What, you want me to say more than that? OK. THE PLAYHOUSE is pure genius. The first seven minutes or so is the sequence where Keaton plays every part, and as Paul correctly points out, parodies Thomas Ince with the programming as far as taking credit for everything. The amount of roles Keaton plays here is breath taking, and the amazing thing is he doesn't half ass any of them. Even when he's playing the instruments, I can at least vouche for the stringed instruments, being a bass player, that he is at least attempting to portray a believable left hand fretting technique, even doing upward slides and vibrato. I say this as being impressed to his attention to detail. The roles he plays, be it an old lady, old man, child, black faced minstrel, dancer, monkey, whatever, is all played with conviction and convincingly. Every single one of them, and it's damn impressive. As already mentioned, Elgin Lessley deserves praise for the camera technique, especially getting nine Keaton's on screen! He had to use masking tape on the lens in perfect ninths (!) and make sure he cranked the camera at the same tempo all nine times to make sure everything fit on the screen properly and was running at the same tempo. Incredibly difficult to do, and the results are worth it, as it's a wonderful effect.

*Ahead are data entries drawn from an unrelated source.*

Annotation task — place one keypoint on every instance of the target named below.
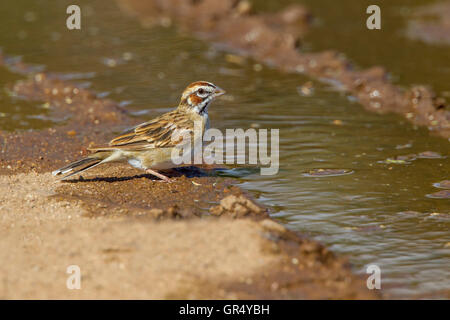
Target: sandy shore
(131, 257)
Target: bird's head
(198, 95)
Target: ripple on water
(327, 172)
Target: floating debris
(327, 172)
(232, 58)
(306, 90)
(443, 194)
(394, 161)
(444, 184)
(429, 155)
(407, 157)
(403, 146)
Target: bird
(148, 146)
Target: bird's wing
(156, 133)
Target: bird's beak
(218, 92)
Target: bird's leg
(157, 174)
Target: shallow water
(367, 214)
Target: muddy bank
(275, 39)
(134, 237)
(431, 24)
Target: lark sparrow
(149, 145)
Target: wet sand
(133, 237)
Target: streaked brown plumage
(149, 145)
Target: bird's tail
(81, 165)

The rest of the film is good fun, if not as virtuosic. The running gag of Keaton getting the twin girls confused is great stuff, as is the whole Minstrel show setting in general. Again, another time capsule of a form of entertainment no longer existing in this day and age. The Zouave stuff is fun, love the Siamese twin soldiers and just this whole short in general. An unquestionable classic.